Jun 05, 2018 Vance Hanson/BRISnet.com

Of 12 Triple Crown runners, who does Justify compare to?

You could mention color, running style, historical reputation, or any number of points in trying to equate a Triple Crown candidate, like Justify, with any of the previous 12 winners of the series and come up woefully short of the mark. What is possible is finding some commonalities with Justify and some of the current members of the exclusive group he looks to join Saturday in the Belmont Stakes.

Justify and Sir Barton

In mid-February, Justify was as unlikely a prospect to win a Triple Crown as there could possibly be. The primary reason was that he was unraced, and no horse since 1882 had even won the Kentucky Derby without having raced as a two-year-old.

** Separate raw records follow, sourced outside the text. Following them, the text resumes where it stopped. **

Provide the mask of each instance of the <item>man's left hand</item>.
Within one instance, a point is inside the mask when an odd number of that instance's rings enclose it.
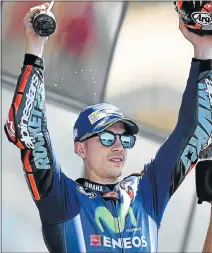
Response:
[[[200,36],[190,32],[184,25],[182,19],[179,19],[179,29],[184,37],[194,46],[194,58],[212,59],[212,35]]]

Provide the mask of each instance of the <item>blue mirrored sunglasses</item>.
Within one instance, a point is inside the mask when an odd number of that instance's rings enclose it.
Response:
[[[100,142],[102,143],[102,145],[106,147],[112,146],[116,142],[117,136],[119,136],[121,144],[124,148],[132,148],[135,145],[135,141],[136,141],[136,137],[132,134],[128,134],[128,133],[115,134],[111,131],[103,131],[100,133],[93,134],[89,137],[86,137],[85,139],[80,140],[80,142],[86,141],[95,136],[99,136]]]

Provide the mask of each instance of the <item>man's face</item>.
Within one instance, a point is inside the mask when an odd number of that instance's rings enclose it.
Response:
[[[122,122],[114,123],[107,130],[115,134],[122,134],[126,131]],[[116,142],[110,147],[102,145],[99,136],[95,136],[85,142],[75,144],[75,149],[84,159],[90,180],[95,180],[96,177],[102,180],[117,179],[121,176],[127,158],[127,150],[123,148],[118,136]]]

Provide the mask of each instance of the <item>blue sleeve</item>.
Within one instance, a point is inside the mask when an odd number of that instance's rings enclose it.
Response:
[[[195,166],[212,133],[212,61],[193,59],[177,125],[141,173],[147,213],[160,224],[170,197]]]
[[[61,171],[47,128],[44,71],[35,66],[41,60],[25,57],[10,107],[5,132],[9,141],[21,150],[25,178],[40,217],[57,223],[75,216],[79,204],[75,182]]]

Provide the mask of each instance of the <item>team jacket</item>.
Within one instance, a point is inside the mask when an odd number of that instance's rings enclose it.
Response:
[[[212,61],[192,59],[174,131],[150,163],[113,189],[62,172],[47,128],[43,75],[43,60],[26,55],[5,132],[21,150],[49,252],[157,252],[167,202],[210,144]]]

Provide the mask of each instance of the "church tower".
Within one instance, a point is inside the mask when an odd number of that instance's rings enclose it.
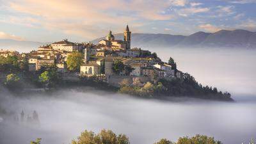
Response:
[[[131,32],[129,29],[128,25],[126,26],[126,29],[124,32],[124,41],[125,43],[125,51],[127,49],[131,49]]]
[[[90,46],[84,48],[84,63],[86,63],[90,60]]]

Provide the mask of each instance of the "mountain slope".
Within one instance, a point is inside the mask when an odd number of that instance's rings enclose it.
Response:
[[[15,50],[19,52],[29,52],[37,49],[38,47],[45,44],[42,42],[31,41],[19,41],[10,39],[0,39],[0,49]]]
[[[115,34],[115,38],[123,40],[124,34]],[[159,45],[174,46],[183,40],[186,36],[172,35],[168,34],[149,34],[149,33],[132,33],[131,44],[133,47],[155,47]],[[97,38],[92,41],[93,44],[98,44],[99,41],[104,39],[104,37]]]
[[[123,34],[114,35],[122,40]],[[92,41],[97,44],[104,37]],[[214,33],[199,31],[189,36],[169,34],[132,33],[132,47],[238,47],[256,48],[256,33],[237,29],[221,30]]]

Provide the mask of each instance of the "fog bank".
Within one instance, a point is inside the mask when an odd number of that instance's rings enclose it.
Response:
[[[178,68],[200,83],[233,95],[256,93],[256,50],[243,49],[149,48],[162,60],[172,56]]]
[[[40,124],[4,120],[0,122],[0,143],[26,144],[36,138],[42,138],[42,144],[70,143],[84,129],[98,132],[104,128],[127,134],[131,144],[153,143],[163,138],[175,141],[196,134],[234,144],[255,138],[256,133],[256,100],[173,102],[76,90],[51,97],[1,96],[6,97],[1,104],[8,112],[18,116],[22,110],[25,115],[36,110]]]

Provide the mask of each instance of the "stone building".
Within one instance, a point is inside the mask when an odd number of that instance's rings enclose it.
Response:
[[[51,44],[54,50],[63,51],[68,52],[81,51],[84,46],[82,44],[68,42],[65,39],[62,41],[54,42]]]
[[[106,39],[99,41],[99,44],[110,47],[113,51],[126,51],[126,50],[131,49],[131,32],[127,25],[124,32],[124,40],[115,40],[114,35],[112,35],[112,31],[110,31]]]

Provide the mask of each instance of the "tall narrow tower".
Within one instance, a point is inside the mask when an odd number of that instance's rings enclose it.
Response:
[[[84,48],[84,63],[86,63],[90,60],[90,46]]]
[[[124,32],[124,41],[125,43],[125,49],[131,49],[131,32],[129,29],[128,25],[126,26],[126,29]]]

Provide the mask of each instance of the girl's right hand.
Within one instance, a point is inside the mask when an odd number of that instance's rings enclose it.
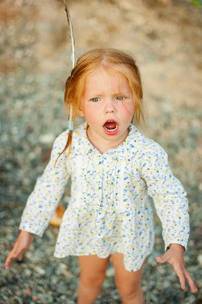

Sir Barton, likewise, was a highly unpromising candidate to win the Kentucky Derby at that stage of the season, much less three races that would only become recognized as the Triple Crown nearly a decade later.

After finishing fifth, ninth, ninth, seventh, and 16th in his first five starts at two, Sir Barton finally finished a respectable second in the Futurity Stakes in his juvenile finale. He was still a maiden when he won the 1919 Kentucky Derby in his season debut.

Justify and Gallant Fox

“Sunny Jim” Fitzsimmons had not yet saddled a winner of any Triple Crown race before Gallant Fox crossed the wire first in the 1930 Preakness (the first classic held that year), but would go on to win more Triple Crown races than any trainer in the 20th century. Nearly half of his career total of 13 came thanks to the father-son pair of Gallant Fox and Omaha (1935).

Justify, of course, has the winningest Triple Crown trainer of the 21st century, Bob Baffert, in his corner. Ten of Baffert’s wins have come since 2001, and his career total of 14 is co-highest with D. Wayne Lukas.

Justify and Seattle Slew

Justify enters the Belmont with a perfect five-for-five record. It’s not the same number of starts Seattle Slew had entering the 1977 Belmont, but the two colts share the same win percentage – 100%.

The Belmont was Seattle Slew’s ninth start. He won the juvenile title the previous fall off one stakes appearance (the Champagne Stakes), and had preceded the Triple Crown with two more stakes wins in the Flamingo Stakes at Hialeah Park and Wood Memorial.

Seattle Slew remains the only horse ever to win the Triple Crown while unbeaten, a feat Majestic Prince missed accomplishing in 1969 and Smarty Jones and Big Brown failed to replicate in 2004 and 2008, respectively.